Pendapat berbeda disampaikan oleh aktivis perempaun dan anak, Siti Sapura alias Ipung. Dia menyebut terdakwa sangat bentung. Pasalnya, dari hitung-hitunganya, jika dari penerapan pasal yang dibuktikan jaksa diakumulasikan, serta mengacu pada Perpu No.1 tahun 2016 tentang perlindungan anak, maka tuntutan 16 tahun adalah tuntutan hukuman paling minimal."Kalau menurut saya terdakwa sangat beruntung," katanya.

Ipung menjelaskan, ancaman hukuman undang-undang kekerasan anak 7 tahun penjara.

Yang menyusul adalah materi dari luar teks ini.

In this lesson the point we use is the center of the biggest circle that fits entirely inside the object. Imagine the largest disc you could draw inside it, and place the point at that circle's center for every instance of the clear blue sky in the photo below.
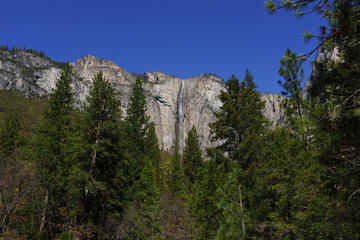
(178, 37)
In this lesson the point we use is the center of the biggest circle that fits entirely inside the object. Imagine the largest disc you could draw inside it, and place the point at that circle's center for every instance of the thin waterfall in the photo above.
(181, 115)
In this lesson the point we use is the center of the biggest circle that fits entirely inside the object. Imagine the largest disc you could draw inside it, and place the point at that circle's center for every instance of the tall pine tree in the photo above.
(51, 137)
(193, 159)
(99, 153)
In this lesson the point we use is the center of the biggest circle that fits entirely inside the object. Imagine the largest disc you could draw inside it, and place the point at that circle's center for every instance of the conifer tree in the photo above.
(137, 126)
(10, 133)
(176, 176)
(193, 160)
(154, 154)
(241, 121)
(51, 137)
(99, 153)
(137, 122)
(143, 213)
(294, 104)
(203, 201)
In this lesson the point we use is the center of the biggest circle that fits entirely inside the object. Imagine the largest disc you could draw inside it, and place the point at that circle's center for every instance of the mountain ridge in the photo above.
(35, 76)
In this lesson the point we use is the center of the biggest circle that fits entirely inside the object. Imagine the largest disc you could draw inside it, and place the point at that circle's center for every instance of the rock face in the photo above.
(173, 104)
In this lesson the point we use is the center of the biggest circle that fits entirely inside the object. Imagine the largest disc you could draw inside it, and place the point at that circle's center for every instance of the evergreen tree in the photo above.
(137, 122)
(143, 213)
(335, 86)
(192, 156)
(10, 133)
(294, 105)
(240, 121)
(137, 126)
(289, 188)
(176, 181)
(153, 152)
(51, 137)
(240, 126)
(99, 151)
(204, 199)
(231, 205)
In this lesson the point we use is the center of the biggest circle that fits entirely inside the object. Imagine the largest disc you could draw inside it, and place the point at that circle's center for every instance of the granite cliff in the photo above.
(174, 104)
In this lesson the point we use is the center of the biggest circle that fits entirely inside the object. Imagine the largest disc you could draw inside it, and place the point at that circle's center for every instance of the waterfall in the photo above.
(181, 115)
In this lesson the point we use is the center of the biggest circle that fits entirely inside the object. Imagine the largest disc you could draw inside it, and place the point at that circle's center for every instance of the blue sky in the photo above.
(178, 37)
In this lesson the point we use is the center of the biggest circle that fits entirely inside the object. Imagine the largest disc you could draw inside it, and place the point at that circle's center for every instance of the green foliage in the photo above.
(193, 159)
(136, 120)
(49, 143)
(29, 109)
(203, 200)
(294, 104)
(232, 207)
(154, 154)
(9, 134)
(176, 178)
(240, 122)
(98, 154)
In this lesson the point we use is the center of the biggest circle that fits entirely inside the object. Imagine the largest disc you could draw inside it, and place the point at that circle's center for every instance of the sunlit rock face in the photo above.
(173, 104)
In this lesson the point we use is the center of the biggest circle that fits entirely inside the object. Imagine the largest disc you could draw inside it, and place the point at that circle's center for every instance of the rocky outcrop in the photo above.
(34, 76)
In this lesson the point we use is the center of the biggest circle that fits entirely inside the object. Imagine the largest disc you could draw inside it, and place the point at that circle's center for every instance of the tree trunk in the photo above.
(43, 221)
(242, 213)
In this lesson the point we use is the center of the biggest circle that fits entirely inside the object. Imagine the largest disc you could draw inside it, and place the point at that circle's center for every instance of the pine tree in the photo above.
(203, 201)
(144, 218)
(10, 133)
(98, 151)
(176, 181)
(137, 122)
(335, 87)
(240, 121)
(153, 152)
(193, 160)
(51, 137)
(294, 105)
(137, 126)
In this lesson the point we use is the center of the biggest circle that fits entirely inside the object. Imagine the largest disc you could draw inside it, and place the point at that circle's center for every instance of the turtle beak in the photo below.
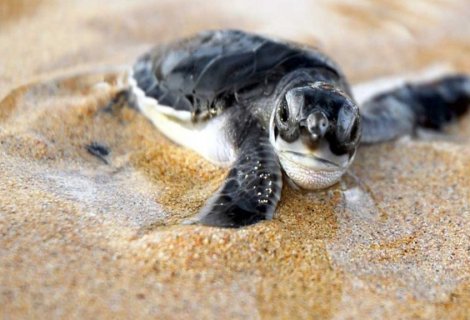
(316, 125)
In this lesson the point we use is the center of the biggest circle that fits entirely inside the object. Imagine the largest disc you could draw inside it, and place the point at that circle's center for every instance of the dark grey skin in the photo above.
(278, 91)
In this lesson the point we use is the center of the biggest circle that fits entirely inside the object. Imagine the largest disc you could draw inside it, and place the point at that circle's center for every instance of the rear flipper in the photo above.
(428, 105)
(252, 188)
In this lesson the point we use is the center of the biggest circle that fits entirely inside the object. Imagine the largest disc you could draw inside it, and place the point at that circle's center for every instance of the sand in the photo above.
(86, 238)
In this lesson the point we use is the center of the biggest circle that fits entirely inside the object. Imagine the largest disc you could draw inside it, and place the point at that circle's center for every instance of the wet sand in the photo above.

Sedangkan ancaman hukumam kekerasan seksual terhadap anak 15 tahun penjara. Jika digabungkan, maka Robert harusnya dituntut 22 tahun penjara. Ditambah lagi dalam kasus ini yang menjadi korban bukan hanya 1, melainkan ada 11 anak. "Sekarang kalau dikalikan, tuntutan jaksa masih ringan,” papar Ipung. Ditegaskan Ipung, akibat perbuatan terdakwa, banyak kerugian yang dialami korban,"Ini yang tidak bisa diganti dengan 16 tahun penjara,"pungkas Ipung.